22 thoughts on “AM Ultrasonic Transmitter And Receiver

    1. yes, I just tried last night and it worked, but my laptop cuts off at 45ish kHz so I had to use 30kHz as the carrier wave. you don’t even need the arduino, as you can do the modulation in audacity.

    1. Like how, I’m having a mental fart. Like noted above with an up converter from the laptop speakers and a microphone plug with transducer, then downconverter using speakers in another radio? Shifting phase would be a RC circuit, other than a mixer requiring an oscillator or maybe advanced IC/FPGA…. hhmmm…

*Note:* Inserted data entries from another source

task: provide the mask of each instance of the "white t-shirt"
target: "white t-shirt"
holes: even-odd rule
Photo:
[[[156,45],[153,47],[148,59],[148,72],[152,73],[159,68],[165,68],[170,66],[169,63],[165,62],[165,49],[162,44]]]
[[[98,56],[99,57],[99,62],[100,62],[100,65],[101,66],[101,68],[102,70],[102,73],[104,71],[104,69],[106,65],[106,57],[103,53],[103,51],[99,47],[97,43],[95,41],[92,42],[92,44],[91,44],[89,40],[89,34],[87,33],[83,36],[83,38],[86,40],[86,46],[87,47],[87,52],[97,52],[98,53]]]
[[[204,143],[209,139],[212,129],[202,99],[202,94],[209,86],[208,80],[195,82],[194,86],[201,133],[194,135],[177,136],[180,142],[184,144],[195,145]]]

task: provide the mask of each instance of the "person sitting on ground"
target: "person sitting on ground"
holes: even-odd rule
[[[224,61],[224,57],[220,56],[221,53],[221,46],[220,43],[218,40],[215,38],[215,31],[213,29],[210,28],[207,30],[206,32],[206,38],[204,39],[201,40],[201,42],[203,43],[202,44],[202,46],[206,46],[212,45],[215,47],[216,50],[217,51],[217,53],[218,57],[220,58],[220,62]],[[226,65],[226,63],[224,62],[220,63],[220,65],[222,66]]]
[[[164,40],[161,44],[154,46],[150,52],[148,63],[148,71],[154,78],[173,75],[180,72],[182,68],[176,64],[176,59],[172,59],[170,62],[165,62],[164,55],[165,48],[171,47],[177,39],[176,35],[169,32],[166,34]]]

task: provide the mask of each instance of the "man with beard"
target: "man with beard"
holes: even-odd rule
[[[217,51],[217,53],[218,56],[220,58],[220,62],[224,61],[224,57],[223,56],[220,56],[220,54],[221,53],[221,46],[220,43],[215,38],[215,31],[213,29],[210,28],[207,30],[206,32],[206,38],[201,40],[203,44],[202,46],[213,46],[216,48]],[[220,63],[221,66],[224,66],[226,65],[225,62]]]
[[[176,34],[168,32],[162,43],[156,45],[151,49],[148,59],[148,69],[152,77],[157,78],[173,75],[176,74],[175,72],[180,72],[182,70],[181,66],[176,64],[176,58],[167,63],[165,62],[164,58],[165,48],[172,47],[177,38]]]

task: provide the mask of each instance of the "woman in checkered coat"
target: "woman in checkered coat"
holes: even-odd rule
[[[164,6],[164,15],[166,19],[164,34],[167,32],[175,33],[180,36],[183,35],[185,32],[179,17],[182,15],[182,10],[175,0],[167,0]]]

    2. I had the idea last night to use a ELF/VLF antenna directly from the speaker output and speaker input. I’m guessing an AM antenna like ferrite loopstick or even better lower magnetic permeability material core tuned for the audio connections optimal range is more passive. Would be interesting to determine the most directional smallest design. Like a spiral conical core and winding maybe?

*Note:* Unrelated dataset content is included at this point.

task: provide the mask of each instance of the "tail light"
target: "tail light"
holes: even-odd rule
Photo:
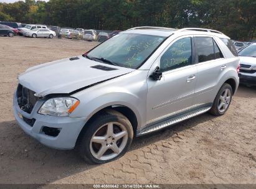
[[[239,64],[238,65],[238,66],[237,66],[237,74],[239,73],[240,67],[240,63],[239,63]]]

  1. >”Due to the low 40 kHz carrier frequency, the sound lacks the higher audio frequencies.”

    That’s not the issue. The RC filter is set at 1.6 kHz which is mainly responsible for the poor high frequency response.

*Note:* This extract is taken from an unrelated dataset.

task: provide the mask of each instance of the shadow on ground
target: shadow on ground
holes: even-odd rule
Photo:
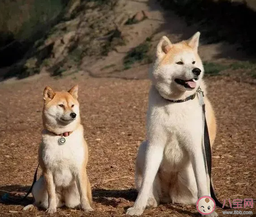
[[[19,200],[26,193],[30,186],[19,185],[0,187],[0,203],[10,204],[26,205],[33,203],[33,199],[28,197],[22,201]],[[134,201],[137,196],[137,191],[133,188],[126,190],[106,190],[101,188],[93,189],[93,200],[96,203],[116,207],[119,203],[118,200],[123,198]],[[9,199],[10,199],[10,200]]]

    The reason is that a simple RC lowpass filter drops only -20dB per decade, so in order to get rid of the 62.5 kHz PWM frequency you have to set the filter really low. At 6.2 kHz cutoff frequency, you still got 10% of the original PWM signal present in the output.

    To get better fidelity out of the system, you might as well transmit the PWM signal as-is because the loudspeaker won’t play it back. It’s only a problem if you have proper speakers, or really tiny tinny speakers because those can reach ultrasound frequencies and may burn with you pushing a 62 kHz square wave through.

    1. Or, to put it otherwise, the loudspeaker sees the PWM waveform as a full swing 5 Volt peak to peak square wave and tries to play it back. A common midrange speaker has too much impedance at that frequency to do anything – it just blocks the current – but a small speaker like an earbud or a tweeter will pull watts of power and burn your tiny amplifier as well as itself.

      That’s why you filter the PWM out, and in this case it means anything up from 1.5 kHz gets attenuated. A critically damped RLC filter would drop -40 dB per decade and allow you to lift the cutoff frequency to around 6-8 kHz without letting too much of the PWM frequency through.

      If you want to go hi-fi with this, you need second and third order filters on both ends.

      1. Exactly, and the signal can be reconstructed at the recieving end, which achieves automatic gain control.

        You could probably get away with transmitting at 44.1 kHz as well.

  2. You can modulate your audio in audacity, you can even do FM. My laptop will happily play up to 45ish kHz from the internal speares, and I guess most laptops will do. you can use a good mic on another computer with some SDR and you can easily demodulate the audio and even get full 20khz audio from it. alternatively you can use an audio amp (my akai goes all the way up to the 45kHz my laptop outputs) and use a wire as an antenna instead of the speakers, and you’ll have your own LF radio wich you can pick up using a wire connected to a good soundcard. 30kHz seemed to be the best carrier frequency for me, since the laptop refuses to play anything above 45kHz even after setting the output sampling rate to 192kHz. I tested all of this and everything worked very nicely, to my surprise.